Syed Farook, like John Walker Lindh (captured in Afghanistan fighting with the Taliban), attended a Deobandi mosque (the Deobandi movement is the South Asia equivalent of the Wahhabi movement and has Saudi ties). Some reports are claiming Syed Farook belonged to the Tablighi Jama'at and his wife, Tashfeen, belonged to the Jama'at-i-Islami. For someone raised in Pakistan, these two facts alone would raise some alarm bells.

Here is the article.

Journal of Applied Security Research, 8:98–117, 
(online December 19th, 2012


The Tablighi Jama’at: Proselytizing
Missionaries or Trojan Horse?
SHIREEN KHAN BURKI
Independent Scholar

Tablighi Jama’at, a transnational Deobandi (Sunni) Muslim proselytizing group with branches in over 150 countries today, has
garnered attention in the West since 2001. With increasing frequency, terrorist plots in the West reveal Jama’at linkages.

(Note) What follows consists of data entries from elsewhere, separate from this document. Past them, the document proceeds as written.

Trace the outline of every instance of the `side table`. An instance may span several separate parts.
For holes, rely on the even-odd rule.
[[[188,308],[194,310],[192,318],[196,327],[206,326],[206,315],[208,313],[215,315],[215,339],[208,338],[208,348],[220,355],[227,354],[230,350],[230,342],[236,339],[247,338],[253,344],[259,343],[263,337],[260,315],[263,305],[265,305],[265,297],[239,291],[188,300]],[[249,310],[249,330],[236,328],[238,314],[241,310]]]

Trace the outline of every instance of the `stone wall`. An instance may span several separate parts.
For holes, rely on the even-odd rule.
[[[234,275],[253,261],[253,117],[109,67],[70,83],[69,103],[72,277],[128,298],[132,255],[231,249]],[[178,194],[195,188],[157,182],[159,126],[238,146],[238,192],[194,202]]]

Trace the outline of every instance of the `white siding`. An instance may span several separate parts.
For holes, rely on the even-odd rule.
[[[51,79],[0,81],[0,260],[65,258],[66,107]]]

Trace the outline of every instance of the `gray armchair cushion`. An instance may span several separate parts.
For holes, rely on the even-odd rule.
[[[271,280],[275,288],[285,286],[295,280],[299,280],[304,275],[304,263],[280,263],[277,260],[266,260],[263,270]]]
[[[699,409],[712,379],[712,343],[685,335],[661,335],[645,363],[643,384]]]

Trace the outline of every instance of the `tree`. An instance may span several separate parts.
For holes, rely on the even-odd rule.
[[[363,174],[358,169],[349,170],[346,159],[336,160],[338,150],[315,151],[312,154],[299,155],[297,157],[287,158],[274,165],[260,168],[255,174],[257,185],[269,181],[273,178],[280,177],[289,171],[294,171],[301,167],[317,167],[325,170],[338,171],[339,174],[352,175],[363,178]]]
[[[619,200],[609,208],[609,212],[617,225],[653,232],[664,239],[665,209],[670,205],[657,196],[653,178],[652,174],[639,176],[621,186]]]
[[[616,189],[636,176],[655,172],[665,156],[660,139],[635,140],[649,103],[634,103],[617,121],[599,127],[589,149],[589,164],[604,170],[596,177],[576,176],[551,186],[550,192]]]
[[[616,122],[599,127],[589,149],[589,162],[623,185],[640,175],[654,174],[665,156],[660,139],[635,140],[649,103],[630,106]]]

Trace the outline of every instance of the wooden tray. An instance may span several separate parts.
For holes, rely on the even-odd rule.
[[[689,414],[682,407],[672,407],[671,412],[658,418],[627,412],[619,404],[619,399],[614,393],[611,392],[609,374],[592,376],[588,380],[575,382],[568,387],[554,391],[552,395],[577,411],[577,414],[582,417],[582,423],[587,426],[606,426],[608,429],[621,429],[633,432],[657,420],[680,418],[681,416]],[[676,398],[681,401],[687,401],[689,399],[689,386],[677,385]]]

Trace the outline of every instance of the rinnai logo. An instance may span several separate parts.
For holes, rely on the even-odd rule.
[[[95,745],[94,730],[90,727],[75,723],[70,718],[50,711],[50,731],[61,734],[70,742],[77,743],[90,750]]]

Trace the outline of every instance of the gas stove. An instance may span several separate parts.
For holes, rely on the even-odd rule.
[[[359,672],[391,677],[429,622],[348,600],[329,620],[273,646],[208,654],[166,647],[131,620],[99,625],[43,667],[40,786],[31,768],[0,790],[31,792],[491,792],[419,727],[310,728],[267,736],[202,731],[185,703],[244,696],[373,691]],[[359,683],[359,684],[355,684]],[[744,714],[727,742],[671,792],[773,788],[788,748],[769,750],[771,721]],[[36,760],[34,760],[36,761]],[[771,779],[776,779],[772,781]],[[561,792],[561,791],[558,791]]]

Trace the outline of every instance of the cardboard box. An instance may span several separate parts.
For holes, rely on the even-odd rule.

Although its leadership enunciates a peaceful, apolitical stance; the organization does share the same core ideology and ultimate objectives (the expansion of Dar al Islam and the establishment of a global Caliphate) as the Salafis, Wahhabis and other “revivalist” Islamist movements such as the Ikhwan al Muslimin (Muslim Brotherhood).

The only difference between the Jama’at and the Ikhwan, for example, is their respective modus operandi. Although the Tablighi
Jama’at stress proselytism as their sole objective, they have also provided cover, a conduit and a fertile recruiting ground for jihadi
organizations such as Al Qaeda and Lashkar-i-Taiba.

KEYWORDS Tablighi Jama’at, Islamic activism, Al Qaeda, Deobandi, Taliban, terrorism, Lashkar-i-Taiba, Lashkar-i-Jhangvi,Jihad bil Saif, Muslim Brotherhood, Jaish-i-Muhammad, Jihad




Tablighi Jama’at (“Proselytizing Group”)—hereafter “TJ” or Tablighi—is the largest Islamic (Sunni) Deobandi missionary and revivalist movement in the world today (Zaman, 2007). However, many non-Muslims have never heard of them notwithstanding their presence in the West, beginning in the 1960s. The TJ have attracted controversy due to exposed linkages of some of its members with terrorist groups like Al Qaeda, the Taliban, Lashkar-i-Taiba,
Lashkar-i-Jhangvi, Jaish-i-Muhammad, and Sipah-i-Sahaba. Given the secret nature and amorphous structure of this group, it has been hard to gauge the actual intent of these proselytizing missionaries. The growing linkages between exposed terrorists and the TJ, however, does raise questions which require a careful scrutiny of this organization, rather than a tendency (in certain academic circles) to take them at face value, and to accept their pro forma statements which condemn violence in the name of Islam. This 
article will scrutinize the TJ and its modus operandi to glean whether or not it is an incubator for “jihadis” in the West and/or has the potential for metamorphosis into a more lethal and violent organization.